Jared Leto, who appears with blind lenses, is an unintentional caricature with his megalomaniacal take on civilisation's accelerated ambitions to populate the galaxy with artificial genetics. He mouths the film's lofty aspirations with platitudinous pomposity, igniting what looks like a conflict to save humanity. It is actually nothing more than a collage of disembodied images accentuating one man's pursuit of legitimacy and another man's (the director's) search for immortality.
Shockingly, the film's epic design never rises beyond a show of contoured bleakness.
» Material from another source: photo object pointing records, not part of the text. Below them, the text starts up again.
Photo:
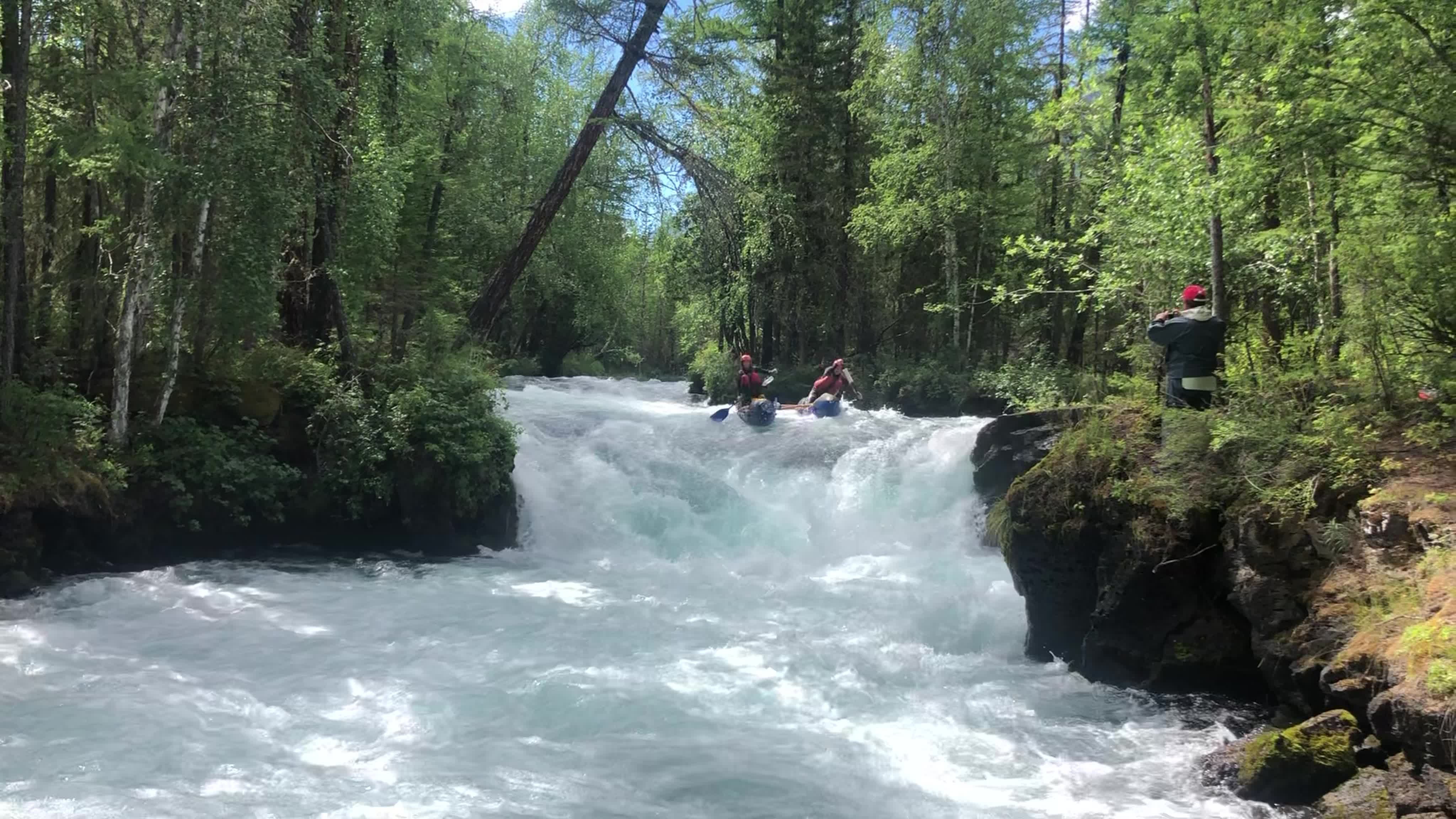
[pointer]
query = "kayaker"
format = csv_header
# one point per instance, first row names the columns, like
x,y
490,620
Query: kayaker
x,y
1193,337
835,381
750,379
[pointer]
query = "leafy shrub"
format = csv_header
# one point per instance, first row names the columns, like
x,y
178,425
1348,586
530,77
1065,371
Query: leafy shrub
x,y
300,376
353,438
1036,384
1282,445
439,429
453,420
209,471
921,388
717,371
52,448
523,366
582,363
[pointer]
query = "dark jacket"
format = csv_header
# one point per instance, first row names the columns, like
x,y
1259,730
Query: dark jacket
x,y
1193,339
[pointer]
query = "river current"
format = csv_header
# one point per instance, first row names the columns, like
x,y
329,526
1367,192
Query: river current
x,y
704,621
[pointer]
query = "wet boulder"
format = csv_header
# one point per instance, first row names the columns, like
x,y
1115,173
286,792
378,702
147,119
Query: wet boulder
x,y
1011,445
1296,766
1398,789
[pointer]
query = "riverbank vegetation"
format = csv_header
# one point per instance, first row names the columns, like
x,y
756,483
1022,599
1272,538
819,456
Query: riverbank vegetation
x,y
267,260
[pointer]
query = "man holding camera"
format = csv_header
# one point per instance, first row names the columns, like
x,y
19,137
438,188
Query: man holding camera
x,y
1193,337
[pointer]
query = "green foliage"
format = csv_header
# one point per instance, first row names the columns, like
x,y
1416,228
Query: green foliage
x,y
52,449
1285,448
1299,751
525,366
458,441
1082,474
583,363
209,474
1440,677
354,435
921,388
437,428
1036,384
718,372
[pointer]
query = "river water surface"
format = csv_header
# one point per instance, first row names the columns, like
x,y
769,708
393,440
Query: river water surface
x,y
705,621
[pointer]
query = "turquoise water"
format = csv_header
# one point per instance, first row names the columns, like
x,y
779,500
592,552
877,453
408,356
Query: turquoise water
x,y
705,621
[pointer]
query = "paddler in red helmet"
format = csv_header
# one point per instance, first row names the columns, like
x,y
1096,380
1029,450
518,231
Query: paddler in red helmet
x,y
835,382
750,379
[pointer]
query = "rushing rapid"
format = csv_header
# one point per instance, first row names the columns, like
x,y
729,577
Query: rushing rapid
x,y
704,621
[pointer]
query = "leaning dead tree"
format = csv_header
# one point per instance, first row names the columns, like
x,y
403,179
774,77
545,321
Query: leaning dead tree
x,y
498,286
717,190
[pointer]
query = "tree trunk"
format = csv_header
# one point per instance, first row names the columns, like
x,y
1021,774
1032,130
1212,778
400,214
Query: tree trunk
x,y
498,288
43,326
145,250
1210,146
190,269
312,304
85,270
1337,302
17,57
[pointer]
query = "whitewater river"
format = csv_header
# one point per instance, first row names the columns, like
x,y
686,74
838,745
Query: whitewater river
x,y
705,621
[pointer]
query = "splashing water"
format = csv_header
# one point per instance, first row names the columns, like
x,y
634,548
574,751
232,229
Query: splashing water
x,y
705,621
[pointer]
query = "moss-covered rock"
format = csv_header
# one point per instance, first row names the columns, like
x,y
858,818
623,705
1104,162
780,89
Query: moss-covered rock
x,y
1365,796
1299,764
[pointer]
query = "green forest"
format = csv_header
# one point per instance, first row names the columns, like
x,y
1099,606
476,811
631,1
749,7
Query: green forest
x,y
276,256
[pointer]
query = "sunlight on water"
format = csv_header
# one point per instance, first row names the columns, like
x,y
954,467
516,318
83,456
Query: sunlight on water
x,y
705,621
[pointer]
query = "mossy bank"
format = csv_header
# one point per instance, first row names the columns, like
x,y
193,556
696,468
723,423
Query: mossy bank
x,y
270,448
1177,551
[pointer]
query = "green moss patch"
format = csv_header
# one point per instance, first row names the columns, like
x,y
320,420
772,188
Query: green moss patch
x,y
1299,764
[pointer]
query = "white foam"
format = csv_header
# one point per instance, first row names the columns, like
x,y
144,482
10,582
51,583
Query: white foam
x,y
864,567
570,592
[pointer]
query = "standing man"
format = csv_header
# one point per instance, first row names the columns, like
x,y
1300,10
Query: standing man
x,y
836,381
750,379
1194,339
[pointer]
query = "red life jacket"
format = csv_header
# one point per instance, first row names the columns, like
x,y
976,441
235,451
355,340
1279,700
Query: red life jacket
x,y
830,384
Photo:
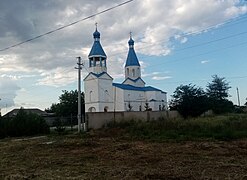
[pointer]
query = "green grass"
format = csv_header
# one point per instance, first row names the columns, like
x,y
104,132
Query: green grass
x,y
227,127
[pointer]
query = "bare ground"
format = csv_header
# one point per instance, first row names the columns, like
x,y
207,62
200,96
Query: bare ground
x,y
102,156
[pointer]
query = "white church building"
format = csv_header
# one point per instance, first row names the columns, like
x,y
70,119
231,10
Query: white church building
x,y
102,95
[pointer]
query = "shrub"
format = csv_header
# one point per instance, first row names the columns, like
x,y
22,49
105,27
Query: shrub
x,y
23,124
219,127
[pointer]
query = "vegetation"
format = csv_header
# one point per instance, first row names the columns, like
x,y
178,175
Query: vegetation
x,y
68,104
192,101
23,124
189,100
219,127
217,92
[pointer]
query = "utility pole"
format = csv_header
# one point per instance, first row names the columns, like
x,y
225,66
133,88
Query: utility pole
x,y
79,93
238,97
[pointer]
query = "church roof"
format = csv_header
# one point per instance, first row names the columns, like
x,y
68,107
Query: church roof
x,y
96,49
135,88
131,58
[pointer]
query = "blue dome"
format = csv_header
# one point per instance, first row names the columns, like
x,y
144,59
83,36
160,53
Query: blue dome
x,y
96,34
131,42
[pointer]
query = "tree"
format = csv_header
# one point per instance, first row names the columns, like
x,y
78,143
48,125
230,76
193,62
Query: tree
x,y
189,100
217,92
218,88
68,104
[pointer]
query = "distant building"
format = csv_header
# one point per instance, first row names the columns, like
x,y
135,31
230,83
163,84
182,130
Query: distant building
x,y
48,117
102,95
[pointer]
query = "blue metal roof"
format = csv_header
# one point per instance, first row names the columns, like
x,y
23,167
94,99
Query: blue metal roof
x,y
96,49
131,58
134,88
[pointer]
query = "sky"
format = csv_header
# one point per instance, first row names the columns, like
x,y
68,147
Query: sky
x,y
177,42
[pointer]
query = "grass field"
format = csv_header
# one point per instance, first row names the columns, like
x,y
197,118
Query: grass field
x,y
113,154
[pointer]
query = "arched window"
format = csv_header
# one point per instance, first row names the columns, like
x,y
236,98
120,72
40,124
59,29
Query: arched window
x,y
106,109
106,95
133,72
90,96
128,72
92,109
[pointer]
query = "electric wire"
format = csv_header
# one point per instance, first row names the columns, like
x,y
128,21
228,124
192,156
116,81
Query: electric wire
x,y
65,26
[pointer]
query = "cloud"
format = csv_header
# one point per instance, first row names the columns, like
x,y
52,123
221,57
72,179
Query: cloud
x,y
8,92
153,23
161,77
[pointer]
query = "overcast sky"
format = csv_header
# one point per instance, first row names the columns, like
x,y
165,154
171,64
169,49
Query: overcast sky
x,y
177,42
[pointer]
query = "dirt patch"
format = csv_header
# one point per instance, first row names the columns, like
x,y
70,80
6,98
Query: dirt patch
x,y
106,157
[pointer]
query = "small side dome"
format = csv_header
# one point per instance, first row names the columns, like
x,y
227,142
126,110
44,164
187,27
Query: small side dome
x,y
96,34
131,42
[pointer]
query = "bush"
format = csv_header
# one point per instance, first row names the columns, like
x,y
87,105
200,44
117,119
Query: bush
x,y
23,124
219,127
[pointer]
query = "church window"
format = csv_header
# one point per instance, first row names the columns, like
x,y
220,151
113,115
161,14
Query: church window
x,y
92,109
133,72
90,96
106,109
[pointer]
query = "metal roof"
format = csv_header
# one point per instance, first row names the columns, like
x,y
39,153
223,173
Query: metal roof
x,y
97,49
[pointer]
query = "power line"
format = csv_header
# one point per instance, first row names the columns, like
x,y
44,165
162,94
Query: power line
x,y
65,26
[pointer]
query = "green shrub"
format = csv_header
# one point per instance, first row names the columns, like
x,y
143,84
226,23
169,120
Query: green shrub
x,y
23,124
219,127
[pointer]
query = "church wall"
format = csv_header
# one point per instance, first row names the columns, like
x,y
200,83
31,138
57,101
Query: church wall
x,y
98,94
132,72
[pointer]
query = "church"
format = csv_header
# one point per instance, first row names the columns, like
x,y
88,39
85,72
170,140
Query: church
x,y
102,95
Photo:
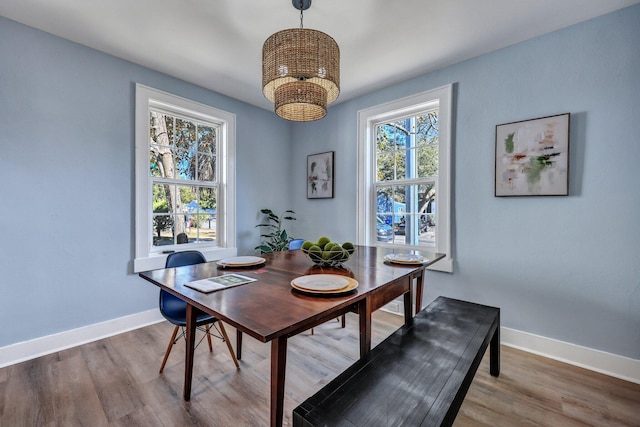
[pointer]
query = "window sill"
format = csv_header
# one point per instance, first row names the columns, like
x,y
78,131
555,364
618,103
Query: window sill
x,y
157,260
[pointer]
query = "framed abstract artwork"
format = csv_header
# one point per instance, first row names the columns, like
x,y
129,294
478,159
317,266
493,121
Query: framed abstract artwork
x,y
532,157
320,175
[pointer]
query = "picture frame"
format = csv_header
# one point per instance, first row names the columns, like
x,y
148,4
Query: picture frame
x,y
320,175
532,157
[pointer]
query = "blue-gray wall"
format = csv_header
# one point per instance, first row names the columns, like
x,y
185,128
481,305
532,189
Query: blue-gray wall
x,y
67,181
562,267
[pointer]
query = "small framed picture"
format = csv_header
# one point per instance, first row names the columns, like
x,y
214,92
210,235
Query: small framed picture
x,y
532,157
320,175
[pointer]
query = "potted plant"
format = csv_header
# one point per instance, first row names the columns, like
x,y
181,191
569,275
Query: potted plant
x,y
274,236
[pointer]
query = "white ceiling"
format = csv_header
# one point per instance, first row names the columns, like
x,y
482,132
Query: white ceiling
x,y
217,44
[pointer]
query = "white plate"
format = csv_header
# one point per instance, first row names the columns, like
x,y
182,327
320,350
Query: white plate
x,y
405,258
321,282
241,261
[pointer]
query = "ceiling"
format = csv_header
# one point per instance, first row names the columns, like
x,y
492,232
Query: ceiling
x,y
217,44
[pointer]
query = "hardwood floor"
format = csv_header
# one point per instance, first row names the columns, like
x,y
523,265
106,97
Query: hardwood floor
x,y
115,382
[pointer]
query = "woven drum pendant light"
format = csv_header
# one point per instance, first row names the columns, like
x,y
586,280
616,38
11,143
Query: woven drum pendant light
x,y
301,71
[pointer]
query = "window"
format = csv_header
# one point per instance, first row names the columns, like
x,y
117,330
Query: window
x,y
185,196
404,179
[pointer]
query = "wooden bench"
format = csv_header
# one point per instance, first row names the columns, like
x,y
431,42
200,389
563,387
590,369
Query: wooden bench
x,y
418,376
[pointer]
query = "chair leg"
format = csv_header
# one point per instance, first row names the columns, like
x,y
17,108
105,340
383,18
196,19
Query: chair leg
x,y
226,340
206,328
166,353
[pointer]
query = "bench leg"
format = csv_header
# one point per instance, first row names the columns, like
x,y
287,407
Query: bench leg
x,y
494,351
364,312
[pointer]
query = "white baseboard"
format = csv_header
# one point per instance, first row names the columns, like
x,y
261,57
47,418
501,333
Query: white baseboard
x,y
26,350
599,361
610,364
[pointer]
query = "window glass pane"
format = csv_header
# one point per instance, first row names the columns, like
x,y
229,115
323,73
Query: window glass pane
x,y
185,134
185,162
400,164
207,137
161,197
162,161
427,160
206,168
162,231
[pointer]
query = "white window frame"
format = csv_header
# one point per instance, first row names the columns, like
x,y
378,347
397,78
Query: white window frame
x,y
366,209
148,257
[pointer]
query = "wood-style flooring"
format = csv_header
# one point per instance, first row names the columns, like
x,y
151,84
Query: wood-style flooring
x,y
115,382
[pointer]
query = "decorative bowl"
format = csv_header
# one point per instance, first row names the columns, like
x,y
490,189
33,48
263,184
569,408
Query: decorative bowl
x,y
328,258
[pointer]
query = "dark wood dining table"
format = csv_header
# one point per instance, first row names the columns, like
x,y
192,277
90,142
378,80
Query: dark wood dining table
x,y
270,310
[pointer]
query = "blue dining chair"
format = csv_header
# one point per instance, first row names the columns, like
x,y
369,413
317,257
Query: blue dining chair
x,y
175,310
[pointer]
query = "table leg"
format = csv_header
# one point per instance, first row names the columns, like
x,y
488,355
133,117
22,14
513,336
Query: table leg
x,y
190,343
419,286
238,344
494,351
278,369
408,309
364,312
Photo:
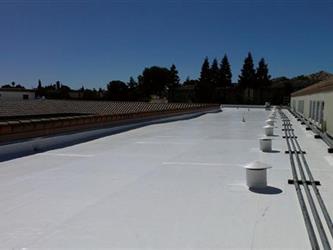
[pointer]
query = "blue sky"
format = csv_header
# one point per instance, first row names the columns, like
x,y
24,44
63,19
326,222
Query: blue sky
x,y
92,42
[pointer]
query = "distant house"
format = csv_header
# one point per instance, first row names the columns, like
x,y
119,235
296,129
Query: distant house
x,y
315,103
15,94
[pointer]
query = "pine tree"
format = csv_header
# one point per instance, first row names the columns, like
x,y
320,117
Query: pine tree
x,y
174,82
214,72
247,78
262,76
205,71
204,89
225,72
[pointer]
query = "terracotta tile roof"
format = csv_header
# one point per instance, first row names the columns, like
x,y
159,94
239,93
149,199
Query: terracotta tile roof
x,y
49,107
323,86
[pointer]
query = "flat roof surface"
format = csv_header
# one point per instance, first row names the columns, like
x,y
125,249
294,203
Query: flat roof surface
x,y
172,185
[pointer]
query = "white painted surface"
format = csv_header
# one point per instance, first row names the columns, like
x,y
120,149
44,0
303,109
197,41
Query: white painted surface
x,y
186,189
265,144
256,178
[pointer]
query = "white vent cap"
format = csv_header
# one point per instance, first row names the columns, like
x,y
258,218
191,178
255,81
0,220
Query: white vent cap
x,y
257,165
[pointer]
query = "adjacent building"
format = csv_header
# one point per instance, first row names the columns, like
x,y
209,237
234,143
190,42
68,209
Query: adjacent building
x,y
16,94
315,103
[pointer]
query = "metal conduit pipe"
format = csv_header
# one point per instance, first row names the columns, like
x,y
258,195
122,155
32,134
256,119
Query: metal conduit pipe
x,y
308,224
314,210
316,191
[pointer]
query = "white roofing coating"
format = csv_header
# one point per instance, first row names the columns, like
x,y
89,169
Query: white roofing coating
x,y
171,185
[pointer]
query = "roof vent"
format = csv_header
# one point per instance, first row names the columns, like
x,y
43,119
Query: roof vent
x,y
270,122
269,130
265,144
256,174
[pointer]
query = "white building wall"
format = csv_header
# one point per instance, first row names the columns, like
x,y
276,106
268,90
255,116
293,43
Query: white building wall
x,y
313,112
16,95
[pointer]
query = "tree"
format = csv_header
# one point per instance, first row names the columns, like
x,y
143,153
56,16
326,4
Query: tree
x,y
263,78
204,89
174,82
40,89
154,81
214,73
205,71
225,73
117,91
133,90
247,78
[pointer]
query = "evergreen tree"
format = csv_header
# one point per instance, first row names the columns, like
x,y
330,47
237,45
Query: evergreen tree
x,y
39,84
262,75
247,78
204,89
174,75
225,73
205,71
214,73
174,82
40,89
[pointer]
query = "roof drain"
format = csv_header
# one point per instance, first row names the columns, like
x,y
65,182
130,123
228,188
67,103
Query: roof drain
x,y
256,174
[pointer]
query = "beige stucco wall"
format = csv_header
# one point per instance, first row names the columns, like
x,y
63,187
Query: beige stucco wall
x,y
327,98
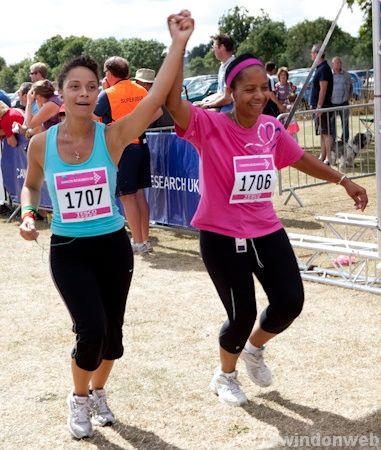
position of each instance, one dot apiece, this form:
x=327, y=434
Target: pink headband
x=239, y=67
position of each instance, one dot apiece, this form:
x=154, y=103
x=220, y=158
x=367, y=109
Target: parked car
x=298, y=77
x=200, y=87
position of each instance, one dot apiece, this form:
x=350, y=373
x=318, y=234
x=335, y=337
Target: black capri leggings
x=232, y=275
x=93, y=276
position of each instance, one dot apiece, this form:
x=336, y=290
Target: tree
x=73, y=46
x=267, y=41
x=363, y=50
x=49, y=52
x=101, y=49
x=302, y=36
x=2, y=62
x=143, y=53
x=237, y=24
x=7, y=79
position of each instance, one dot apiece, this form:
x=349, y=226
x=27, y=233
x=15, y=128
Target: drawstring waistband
x=260, y=265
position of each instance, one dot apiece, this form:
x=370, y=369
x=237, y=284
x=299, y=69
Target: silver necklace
x=75, y=153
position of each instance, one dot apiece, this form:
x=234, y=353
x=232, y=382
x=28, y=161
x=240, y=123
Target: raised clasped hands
x=181, y=25
x=357, y=193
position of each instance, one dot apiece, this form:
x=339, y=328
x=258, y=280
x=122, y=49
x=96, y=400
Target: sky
x=22, y=34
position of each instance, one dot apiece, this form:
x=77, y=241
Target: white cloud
x=22, y=33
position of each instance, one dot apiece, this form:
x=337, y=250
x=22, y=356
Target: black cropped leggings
x=93, y=276
x=232, y=275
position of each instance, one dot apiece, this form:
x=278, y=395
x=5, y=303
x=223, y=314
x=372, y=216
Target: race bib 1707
x=83, y=194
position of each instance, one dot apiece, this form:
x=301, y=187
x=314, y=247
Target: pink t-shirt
x=218, y=140
x=6, y=122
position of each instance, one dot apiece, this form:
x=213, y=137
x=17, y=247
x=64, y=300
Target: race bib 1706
x=254, y=178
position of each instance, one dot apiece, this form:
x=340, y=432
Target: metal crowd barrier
x=353, y=155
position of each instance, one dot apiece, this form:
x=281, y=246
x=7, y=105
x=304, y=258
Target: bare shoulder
x=36, y=148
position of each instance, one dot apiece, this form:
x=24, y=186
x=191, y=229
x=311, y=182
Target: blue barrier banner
x=174, y=195
x=13, y=166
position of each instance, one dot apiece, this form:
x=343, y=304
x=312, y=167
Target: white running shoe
x=100, y=411
x=149, y=245
x=139, y=248
x=227, y=387
x=79, y=421
x=256, y=367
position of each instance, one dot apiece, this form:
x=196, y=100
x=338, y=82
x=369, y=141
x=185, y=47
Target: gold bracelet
x=341, y=179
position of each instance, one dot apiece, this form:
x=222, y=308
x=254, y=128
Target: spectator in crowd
x=134, y=174
x=49, y=104
x=341, y=94
x=146, y=77
x=283, y=88
x=273, y=106
x=4, y=97
x=7, y=118
x=320, y=97
x=240, y=233
x=38, y=71
x=90, y=254
x=62, y=113
x=22, y=94
x=293, y=126
x=223, y=46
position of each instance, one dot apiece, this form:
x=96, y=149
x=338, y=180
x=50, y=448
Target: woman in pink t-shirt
x=240, y=233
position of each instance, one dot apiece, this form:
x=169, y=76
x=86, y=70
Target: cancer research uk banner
x=13, y=166
x=174, y=195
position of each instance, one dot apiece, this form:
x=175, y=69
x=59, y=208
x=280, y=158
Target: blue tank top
x=82, y=195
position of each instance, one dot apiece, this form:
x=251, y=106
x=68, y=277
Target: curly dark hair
x=235, y=62
x=80, y=61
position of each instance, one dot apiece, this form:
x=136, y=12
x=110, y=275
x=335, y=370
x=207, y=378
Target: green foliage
x=304, y=35
x=141, y=53
x=7, y=79
x=50, y=50
x=259, y=35
x=2, y=62
x=237, y=24
x=101, y=49
x=268, y=42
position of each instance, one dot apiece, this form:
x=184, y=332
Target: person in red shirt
x=7, y=117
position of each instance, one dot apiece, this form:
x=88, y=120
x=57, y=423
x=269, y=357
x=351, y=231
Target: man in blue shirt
x=321, y=92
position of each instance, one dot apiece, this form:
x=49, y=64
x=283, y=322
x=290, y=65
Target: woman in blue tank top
x=90, y=255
The film is shot at landscapes that suggest apocalyptic upheavals as imagined by an art director who has his head too deeply buried in the sands to know that beyond the bleakness that civilisation imagines for itself in the coming decades, there is another reality whereby humanity searches for survival with dignity.
"Blade Runner 2049" offers no hope to humankind. Forget redeeming civilisation, it can't even retrieve Harrison Ford's character from the original film without falling into paroxysm of puerility. As for Ryan Gosling, his relationship with his virtual housemate (Anna De Armas) reminded me of Joaquin Phoenix and Scarlett Johannson in "Her".
A few day before I saw this monstrously disappointing sequel, I saw an Indian television journalist fawning over Ryan Gosling at an interview conducted in Barcelona. The journalist gushed over Gosling and let him know that India has numerous Gosling fans dying to meet him. Who are these fans? After "Blade Runner 2049", the affable but weighed-down actor would not have many fans to make him feel about his ambitions.
Watch Gosling in "A Blue Valentine" instead. Or better still watch our film "Tu Hai Mera Sunday" to see how heartwarming the depiction of metropolitan angst can be when applied to lives that are prone to rise above their woeful destiny. In "Blade Runner 2049", the characters love their misery and nullity so much they make our future look not just bleak but also banal.